In 2015 Capable K9s Dog Training was founded. It started out as just a small business training pet dogs here and there, but the need for trainers with specific assistance dog training skills and genuine compassion for people with a disability became apparent and Monique added assistance dog training, assessment and accreditation to the business. Monique decided to take her experiences of having been with 2 other assistance dog orgs as a client and design her policies and procedures around what support she wished she had when first starting out. Over the last 10 years Monique has provided community education about assistance dogs, advocacy for assistance dog handlers and lobbied government in relation to matters pertaining to assistance dog handlers.
Did you know...
Did you know the dog training industry is largely unregulated? This means anybody can call themselves a dog trainer and charge for their services. It is important to check with any potential trainer that they have relevant qualifications and experience. I am a National Dog Trainers Federation Certified Dog Trainer, in addition to having 15 years of hands-on experience training dogs. It is my belief that learning and professional development is an ongoing exercise and I strive to keep up to date with the most current and scientifically proven training methods. I do not subscribe to the notion of “Dominance Theory.”

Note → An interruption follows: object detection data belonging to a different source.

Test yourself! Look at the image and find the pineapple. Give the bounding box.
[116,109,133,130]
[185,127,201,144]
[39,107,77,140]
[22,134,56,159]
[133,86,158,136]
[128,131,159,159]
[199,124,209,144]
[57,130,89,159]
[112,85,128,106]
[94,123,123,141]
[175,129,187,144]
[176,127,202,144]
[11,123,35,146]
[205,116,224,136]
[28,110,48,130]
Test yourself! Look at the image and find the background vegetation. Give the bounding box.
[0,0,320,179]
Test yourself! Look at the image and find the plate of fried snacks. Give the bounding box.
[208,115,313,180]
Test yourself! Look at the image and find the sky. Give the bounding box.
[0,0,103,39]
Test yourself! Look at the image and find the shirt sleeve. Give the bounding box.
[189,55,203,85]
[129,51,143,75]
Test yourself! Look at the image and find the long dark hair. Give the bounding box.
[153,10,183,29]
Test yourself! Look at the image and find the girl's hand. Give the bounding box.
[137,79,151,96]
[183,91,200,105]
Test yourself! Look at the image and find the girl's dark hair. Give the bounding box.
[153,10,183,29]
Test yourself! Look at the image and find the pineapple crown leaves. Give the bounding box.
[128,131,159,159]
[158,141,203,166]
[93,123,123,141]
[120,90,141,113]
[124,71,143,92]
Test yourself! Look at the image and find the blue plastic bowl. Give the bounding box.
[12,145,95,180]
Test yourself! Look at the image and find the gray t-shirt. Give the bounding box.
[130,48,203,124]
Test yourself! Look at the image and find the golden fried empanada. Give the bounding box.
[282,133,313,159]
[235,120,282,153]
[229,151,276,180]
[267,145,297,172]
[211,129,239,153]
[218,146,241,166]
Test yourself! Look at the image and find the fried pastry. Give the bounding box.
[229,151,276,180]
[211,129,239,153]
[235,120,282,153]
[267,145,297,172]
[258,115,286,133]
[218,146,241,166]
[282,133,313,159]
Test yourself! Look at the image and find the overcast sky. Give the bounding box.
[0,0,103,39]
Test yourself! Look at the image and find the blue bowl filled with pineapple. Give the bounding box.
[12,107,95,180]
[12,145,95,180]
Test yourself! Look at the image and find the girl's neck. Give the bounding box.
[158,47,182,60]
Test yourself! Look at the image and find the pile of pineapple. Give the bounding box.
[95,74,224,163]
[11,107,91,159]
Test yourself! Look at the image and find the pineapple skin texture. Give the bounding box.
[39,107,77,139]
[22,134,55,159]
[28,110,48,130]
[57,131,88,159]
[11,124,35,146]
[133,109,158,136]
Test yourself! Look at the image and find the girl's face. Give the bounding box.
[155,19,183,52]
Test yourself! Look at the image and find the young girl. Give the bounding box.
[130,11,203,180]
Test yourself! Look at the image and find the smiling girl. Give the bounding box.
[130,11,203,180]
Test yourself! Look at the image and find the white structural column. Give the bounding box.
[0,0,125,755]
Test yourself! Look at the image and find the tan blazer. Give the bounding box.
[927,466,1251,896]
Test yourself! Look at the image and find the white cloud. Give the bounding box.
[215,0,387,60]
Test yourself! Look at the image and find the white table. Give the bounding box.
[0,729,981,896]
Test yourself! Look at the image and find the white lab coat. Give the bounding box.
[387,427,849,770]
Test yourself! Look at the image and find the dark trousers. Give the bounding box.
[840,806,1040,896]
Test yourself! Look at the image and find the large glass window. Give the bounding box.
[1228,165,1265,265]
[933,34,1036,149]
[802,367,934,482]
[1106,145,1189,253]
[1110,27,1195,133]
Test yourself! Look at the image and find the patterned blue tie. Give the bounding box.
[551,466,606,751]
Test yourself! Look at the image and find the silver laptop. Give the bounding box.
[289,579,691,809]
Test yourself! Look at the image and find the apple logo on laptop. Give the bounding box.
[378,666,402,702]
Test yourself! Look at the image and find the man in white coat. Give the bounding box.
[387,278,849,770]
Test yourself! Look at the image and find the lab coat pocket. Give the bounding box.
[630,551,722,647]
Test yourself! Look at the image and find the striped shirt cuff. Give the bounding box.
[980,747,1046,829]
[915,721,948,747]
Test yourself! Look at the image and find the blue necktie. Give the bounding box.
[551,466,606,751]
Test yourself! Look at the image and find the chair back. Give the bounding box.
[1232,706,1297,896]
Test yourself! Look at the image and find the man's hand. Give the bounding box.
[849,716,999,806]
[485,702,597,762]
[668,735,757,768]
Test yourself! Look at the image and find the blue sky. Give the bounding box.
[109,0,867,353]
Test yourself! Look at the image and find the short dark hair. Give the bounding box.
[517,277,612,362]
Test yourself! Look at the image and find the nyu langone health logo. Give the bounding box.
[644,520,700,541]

Zak George is a positive reinforcement trainer from the USA who has very successful YouTube channel and he explains the myth of Dominance Theory in this video much better than I can.
My Training Philosophy
At Capable K9’s Dog Training I use positive reinforcement based training techniques. Positive reinforcement means I reward the desired behaviours and use negative punishment for undesired behaviours. Negative punishment simply means that I remove something the dog wants in order to decrease the undesired behaviour. When I talk about dog training the words “positive” and “negative” do not have an emotional connotation; they simply mean we are either adding something (positive) or removing something (negative). Some positive reinforcement based trainers call these “life consequences.” Our preferred method of punishment is a verbal correction.